Results show that the RF overperforms other machine learning-based models on precision, recall and F1 score, which offers a good promise in both the natural hazards and social vulnerability level classification. The multi-hazards map at the county subdivision level, reveals that most land is not prone to high-level multi-hazards. Cities with high hazards level and cities with high social vulnerability account for about 39% and 33% of total studied cities, respectively. Cities with high multi-hazards risk account for 15.29% of total studied cities. The multi-hazards risk index map can be used for integrated and comprehensive watershed management and land use planning and, consequently, for sustainable development in the study region. In addition to the insights of multi-hazards risk, recognizing the vulnerable or susceptible areas and identifying the main drivers of high social vulnerability level can provide the government and decision-makers more robust information, and assist them in disaster risk reduction.

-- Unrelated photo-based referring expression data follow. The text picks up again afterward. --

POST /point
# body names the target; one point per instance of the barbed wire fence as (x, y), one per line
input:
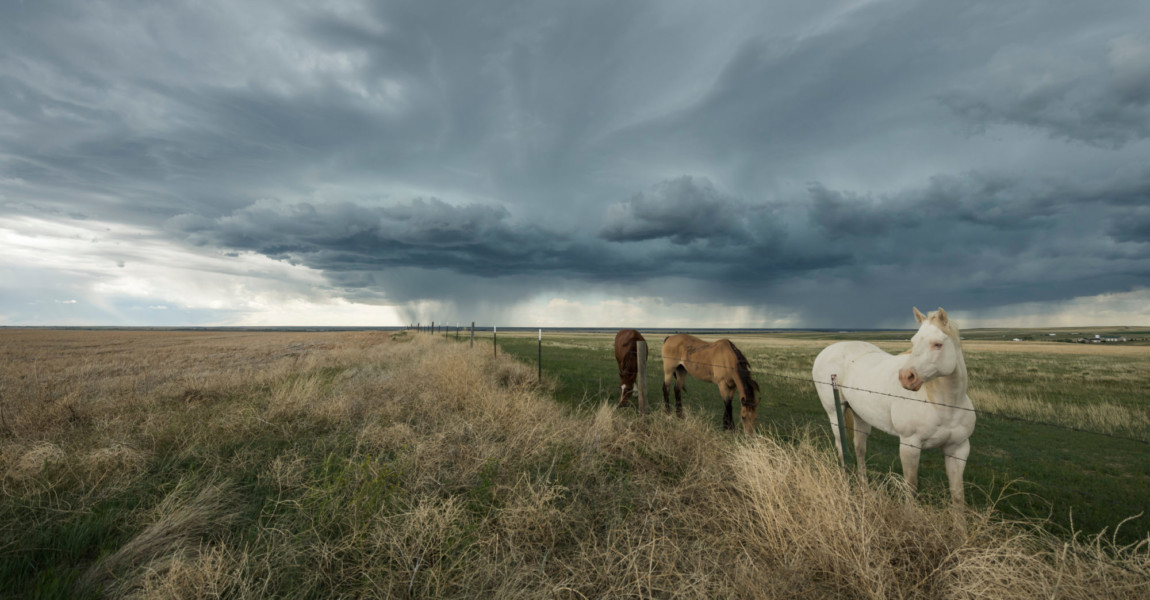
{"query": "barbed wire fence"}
(840, 385)
(837, 385)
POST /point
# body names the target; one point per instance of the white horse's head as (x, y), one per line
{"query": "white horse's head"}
(934, 351)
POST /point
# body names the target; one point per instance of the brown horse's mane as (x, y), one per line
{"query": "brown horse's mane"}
(744, 375)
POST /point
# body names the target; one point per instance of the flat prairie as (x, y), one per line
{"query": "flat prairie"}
(374, 464)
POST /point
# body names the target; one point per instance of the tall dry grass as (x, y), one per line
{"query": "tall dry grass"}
(365, 467)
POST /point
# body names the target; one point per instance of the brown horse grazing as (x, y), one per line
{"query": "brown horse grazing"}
(718, 362)
(627, 356)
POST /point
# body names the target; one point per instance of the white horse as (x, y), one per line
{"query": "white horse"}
(919, 395)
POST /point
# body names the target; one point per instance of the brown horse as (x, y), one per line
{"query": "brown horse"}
(627, 356)
(718, 362)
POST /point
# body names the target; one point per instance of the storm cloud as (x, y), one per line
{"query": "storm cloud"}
(823, 164)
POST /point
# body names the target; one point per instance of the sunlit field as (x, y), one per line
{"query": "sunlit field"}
(309, 464)
(1080, 481)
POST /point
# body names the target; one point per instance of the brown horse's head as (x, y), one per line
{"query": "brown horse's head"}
(749, 398)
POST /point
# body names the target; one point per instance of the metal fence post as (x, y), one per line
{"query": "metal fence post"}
(842, 424)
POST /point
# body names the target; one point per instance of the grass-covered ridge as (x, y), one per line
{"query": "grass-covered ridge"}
(355, 464)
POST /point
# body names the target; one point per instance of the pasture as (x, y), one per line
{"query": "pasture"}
(374, 464)
(1080, 481)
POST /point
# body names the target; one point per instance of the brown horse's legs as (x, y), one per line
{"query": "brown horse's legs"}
(679, 395)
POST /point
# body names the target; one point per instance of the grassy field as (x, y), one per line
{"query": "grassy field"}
(1080, 481)
(367, 464)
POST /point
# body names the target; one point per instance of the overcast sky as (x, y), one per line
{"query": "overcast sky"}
(645, 163)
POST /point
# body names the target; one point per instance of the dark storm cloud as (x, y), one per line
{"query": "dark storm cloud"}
(776, 154)
(682, 210)
(1102, 100)
(423, 233)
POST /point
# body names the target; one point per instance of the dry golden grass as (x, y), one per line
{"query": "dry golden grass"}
(385, 469)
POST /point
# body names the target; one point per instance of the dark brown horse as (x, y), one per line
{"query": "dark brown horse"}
(628, 361)
(718, 362)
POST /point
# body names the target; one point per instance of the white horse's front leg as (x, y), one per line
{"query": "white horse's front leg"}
(956, 463)
(910, 455)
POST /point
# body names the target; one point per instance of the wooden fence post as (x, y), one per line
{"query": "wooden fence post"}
(842, 424)
(641, 377)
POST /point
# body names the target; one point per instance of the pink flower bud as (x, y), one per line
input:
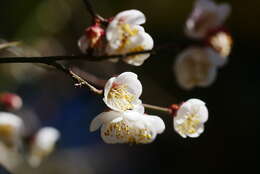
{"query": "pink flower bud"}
(11, 101)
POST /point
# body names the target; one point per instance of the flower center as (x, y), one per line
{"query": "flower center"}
(190, 125)
(120, 97)
(222, 43)
(128, 134)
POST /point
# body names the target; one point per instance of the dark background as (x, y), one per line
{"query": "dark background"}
(229, 141)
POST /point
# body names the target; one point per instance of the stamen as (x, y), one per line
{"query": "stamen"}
(121, 98)
(189, 126)
(128, 134)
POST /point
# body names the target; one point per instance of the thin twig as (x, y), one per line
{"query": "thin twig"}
(80, 82)
(85, 57)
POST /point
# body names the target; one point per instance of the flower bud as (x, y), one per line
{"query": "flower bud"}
(10, 101)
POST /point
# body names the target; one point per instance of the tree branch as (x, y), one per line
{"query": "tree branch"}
(85, 57)
(80, 82)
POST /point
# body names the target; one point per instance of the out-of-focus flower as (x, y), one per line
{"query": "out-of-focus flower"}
(122, 93)
(93, 40)
(127, 127)
(11, 129)
(206, 16)
(42, 145)
(124, 34)
(221, 42)
(10, 101)
(195, 67)
(9, 158)
(190, 118)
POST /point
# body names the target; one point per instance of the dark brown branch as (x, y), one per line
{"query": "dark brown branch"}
(76, 57)
(80, 82)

Although this paper studies the spatial relationship and interactions of multi-hazards and social vulnerability in case study area, similar framework can be performed in other geographical areas to consummate multi-hazards risk assessment from a comprehensive perspective. As this framework can be easily replicated using only public open data, we hope this research will inspire the development of similar models and decision-making tools to identify the highest hazard risk but high social vulnerability areas. Moreover, while the data need to be updated, machine learning-based models can help to update and improve the speed of analysis. For instance, the census information using for estimations of social vulnerability is often updated every five years, machine learning models can help to capture this online updated census information and adjust social vulnerability to natural hazards and even to produce future projections. Also, the information improvement in government reports (e.g., newest edition) can be adjusted and handled quickly via a set of machine learning pipelines. We believe such tools are needed and valuable, it can provide decision-makers with more precise and timely information about potential hazards, which can help them make more informed decisions and take appropriate actions to mitigate the risks.